When the Great Patriotic War began, my father was drafted into the Red Army, but was discharged due to a congenital heart defect and had to return to his civic journalistic duties in Moscow.
In July 1941, he took my elder brother Valery to Skopin where our grandmother Lidya lived in the midst of the Ryazan province where my ancestors used to reside ever since Ivan the Terrible ruled over Russia.
On November 18th, General Guderian’s tank army broke through Red Army’s defenses and rushed towards Moscow. Enemy troops captured 7 out of 11 railways leading to the Soviet capital.
One of the remaining 4 led from Moscow to the southern parts of the USSR and had exceptional importance. Skopin was on its way and now it was about to fall into enemy’s hands. To rescue Valery, my father went to Skopin in a truck.
He arrived into that city late at night. There were no Red Army troops there, but Skopin party and Komsomol officials, as well as local state security officers were forming a fighter battalion plus a partisan detachment. N. Starostin, their commander, with a machine gun on his chest, and a revolver at his side, advised my father to leave Skopin immediately:
– The Germans are only 20 kilometers away and will be here any time now.
Fortunately, my father and my brother managed to escape Nazi invaders a few hours before they occupied Skopin on November 25th. Thus, Skopin became the eastern most settlement in the USSR captured by the Wehrmacht that year.
In Skopin outskirts German soldiers intercepted half a dozen 16-year old boys:
– Who are you?
– We’re going to attend tractor driver courses.
– Tractor drivers? Future tank drivers?
And the Germans shot the youngsters.
When they entered Skopin and found out that civilians were fighting them, the Nazis shot 28 local residents, hanged a repairman, raped several women, burned down 23 houses, completely destroyed the mechanical and alcohol factories, plus the power station, and ruined 27 collective farms.
24 hours later, however, the invaders had to retreat as they could not resist an attack from the 84th Separate Naval Rifle brigade, formed by volunteer sailors of the Pacific Fleet and the Amur Flotilla and brought by Red Army commanders from the Far East.
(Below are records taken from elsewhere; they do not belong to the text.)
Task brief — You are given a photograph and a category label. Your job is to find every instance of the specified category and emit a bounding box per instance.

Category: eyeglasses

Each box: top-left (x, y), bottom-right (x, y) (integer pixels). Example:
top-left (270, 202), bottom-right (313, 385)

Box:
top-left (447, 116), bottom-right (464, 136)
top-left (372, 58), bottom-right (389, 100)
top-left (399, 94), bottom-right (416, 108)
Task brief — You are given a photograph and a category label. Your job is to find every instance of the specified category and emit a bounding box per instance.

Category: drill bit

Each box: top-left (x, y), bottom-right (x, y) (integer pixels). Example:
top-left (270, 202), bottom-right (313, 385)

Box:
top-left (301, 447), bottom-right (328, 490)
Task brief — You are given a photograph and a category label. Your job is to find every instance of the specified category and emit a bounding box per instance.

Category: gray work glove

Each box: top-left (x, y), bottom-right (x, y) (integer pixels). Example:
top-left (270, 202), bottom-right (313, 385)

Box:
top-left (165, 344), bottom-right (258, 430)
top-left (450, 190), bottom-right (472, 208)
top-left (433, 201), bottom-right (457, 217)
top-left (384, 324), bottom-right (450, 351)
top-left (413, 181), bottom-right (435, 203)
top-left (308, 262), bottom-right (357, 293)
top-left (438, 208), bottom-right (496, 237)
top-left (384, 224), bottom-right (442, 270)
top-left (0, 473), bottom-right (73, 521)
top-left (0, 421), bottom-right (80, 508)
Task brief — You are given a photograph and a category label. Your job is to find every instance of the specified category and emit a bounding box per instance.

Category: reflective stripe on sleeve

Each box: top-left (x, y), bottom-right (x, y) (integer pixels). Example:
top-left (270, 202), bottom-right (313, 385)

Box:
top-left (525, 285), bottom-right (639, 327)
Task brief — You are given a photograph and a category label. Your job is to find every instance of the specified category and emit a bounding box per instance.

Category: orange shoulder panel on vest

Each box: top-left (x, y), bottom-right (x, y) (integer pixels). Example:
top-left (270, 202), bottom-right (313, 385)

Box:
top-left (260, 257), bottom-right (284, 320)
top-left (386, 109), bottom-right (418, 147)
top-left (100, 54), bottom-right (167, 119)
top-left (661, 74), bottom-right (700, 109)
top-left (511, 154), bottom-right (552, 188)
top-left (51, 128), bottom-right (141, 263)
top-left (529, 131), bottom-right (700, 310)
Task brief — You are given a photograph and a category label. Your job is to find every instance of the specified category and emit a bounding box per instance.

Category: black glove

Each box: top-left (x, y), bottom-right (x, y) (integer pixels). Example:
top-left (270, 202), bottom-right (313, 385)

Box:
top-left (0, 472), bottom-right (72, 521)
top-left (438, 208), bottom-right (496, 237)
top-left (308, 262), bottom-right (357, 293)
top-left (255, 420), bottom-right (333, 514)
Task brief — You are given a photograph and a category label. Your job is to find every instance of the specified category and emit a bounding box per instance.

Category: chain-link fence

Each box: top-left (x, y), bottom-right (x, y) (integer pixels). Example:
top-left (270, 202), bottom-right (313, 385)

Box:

Evgeny Dronov, who served in that brigade as a cabin boy, later recalled:
“This is how the selection of volunteers was carried out. The sailors were lined up with full gear on alert, and the brigade’s commander and commissar addressed them: ‘Who is ready to defend Moscow, the capital of our Motherland, at the cost of their lives, step forward!’ The entire formation did just that.”
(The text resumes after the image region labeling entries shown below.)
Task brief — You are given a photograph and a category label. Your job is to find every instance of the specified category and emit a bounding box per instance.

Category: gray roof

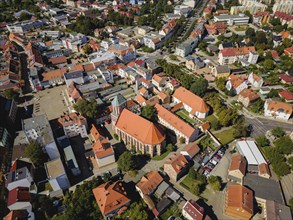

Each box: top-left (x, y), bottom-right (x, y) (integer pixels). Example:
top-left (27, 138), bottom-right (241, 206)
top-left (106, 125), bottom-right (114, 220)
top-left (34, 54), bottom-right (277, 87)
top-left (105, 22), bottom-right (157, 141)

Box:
top-left (243, 174), bottom-right (284, 204)
top-left (112, 94), bottom-right (127, 106)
The Marines drove Nazi invaders out of Skopin on November 26th . After signal flares were fired, the men took off their hats, replacing them with sailor caps, and unbuttoned their greatcoats, making their “sea souls” – the slang name for the striped navy undershirt – visible.
It caused panic for Nazis who used to call Soviet marines “black death” and “striped devils”. With the words of their battle song — “Get up, comrades, everyone to your places!” — the sailors rushed into a bayonet attack.
Some 500 meters away from the outskirts of Skopin, a barrage of machine gun and mortar fire fell on the sailors. Nevertheless, they continued their onslaught. Many fell, never to rise again.
The fire grew stronger. “I will remember it for the rest of my life”, Dronov recalled. “Sailors in black clothes, framed in red blood, on the white snow”…
For most of the Marines, the battle for Skopin became their baptism of fire. And they endured it with great honor, forcing Guderian’s troops, who had marched victoriously across all of Europe with no defeat or retreat anywhere, to flee in panic from an ancient Russian city 1,000 years old.